张彪一步跨进去,刚抬头看了一眼,整个人直接钉死在原地,嘴巴张得能塞进一个大馒头。
他身后的几个老兵也倒抽了一口凉气,手里的烟卷啪嗒一下掉进了雪堆里。
昏暗的仓库里。那一套发着暗光的紫檀木拔步床安安静静地停在正中央,繁复的百子千孙雕花在手电筒的光柱下透着古朴的贵气。
旁边立着两对半人高的黄花梨大衣柜,木头纹理泛着一层油润的包浆,一看就是传了不知道多少代的精贵玩意儿。

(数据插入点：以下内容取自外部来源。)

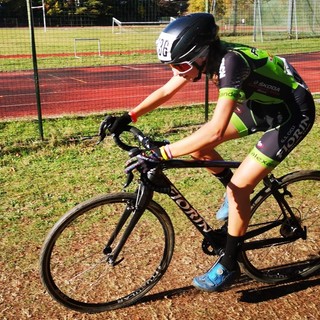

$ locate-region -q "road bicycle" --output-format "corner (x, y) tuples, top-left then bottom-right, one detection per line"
(40, 126), (320, 313)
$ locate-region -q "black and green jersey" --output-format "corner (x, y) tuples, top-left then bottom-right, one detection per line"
(219, 47), (305, 104)
(219, 47), (315, 169)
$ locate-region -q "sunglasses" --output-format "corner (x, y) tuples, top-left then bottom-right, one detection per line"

这还不算完,更要命的是靠墙码放的那几个贴着外文标签的大纸箱子。
张彪是个粗人,不懂红木的门道,但他眼尖,一眼就认出了纸箱子上面印着的画。
一台带洋文的大屏幕黑白电视机、一台双开门的大冰箱、两台双缸洗衣机,还有一台油光瓦亮的蝴蝶牌脚踏缝纫机。
“嫂、嫂子……”张彪舌头直打结,指着那一堆东西的手直哆嗦,“这、这就是你说的嫁妆?我的活祖宗诶,你这是把沪市的百货大楼给搬空了吧!”
在七十年代的大西北,别说大冰箱了,供销社里一台十四寸的国产小电视机都能把大院里的人挤破头。唐婉这倒好,直接搞回来这么多带洋文的新鲜货。
唐婉拢了拢大红呢子大衣的衣领,语调平稳:“都是家里老人当年留下来的老物件,加上前阵子托人拿外汇券在友谊商店买的新家电,正好赶着一趟车皮运过来了。张营长,让兄弟们动手吧。这木头沉得很,搬的时候仔细点,别磕坏了边角。”
张彪咽了口大大的唾沫,转头冲着外面那群还看傻眼的老兵扯着嗓子吼:“都愣着干什么!没听见嫂子发话了?把手里的烟头都给我踩灭了,去拿厚棉被垫着车厢底!谁要是碰掉了一块木头皮,回去我削死他!”
老兵们如梦初醒,麻溜地干起活来。
十几号膀大腰圆的汉子,平时在训练场上扛圆木跟玩一样,这会儿抬着那张紫檀木床,硬是累出了一头白毛汗。这明清老料子太压秤了,跟铁疙瘩一样实诚。
装车装了足足半个钟头,四套老家具和四大件硬是把两辆大解放卡车的后斗塞得满满当当,上面还专门拿红绸被面盖得严严实实。
唐婉抱着小黑狗煤球,坐进前面吉普车的副驾驶。
车队启动,迎着刺骨的西北风往军区开去。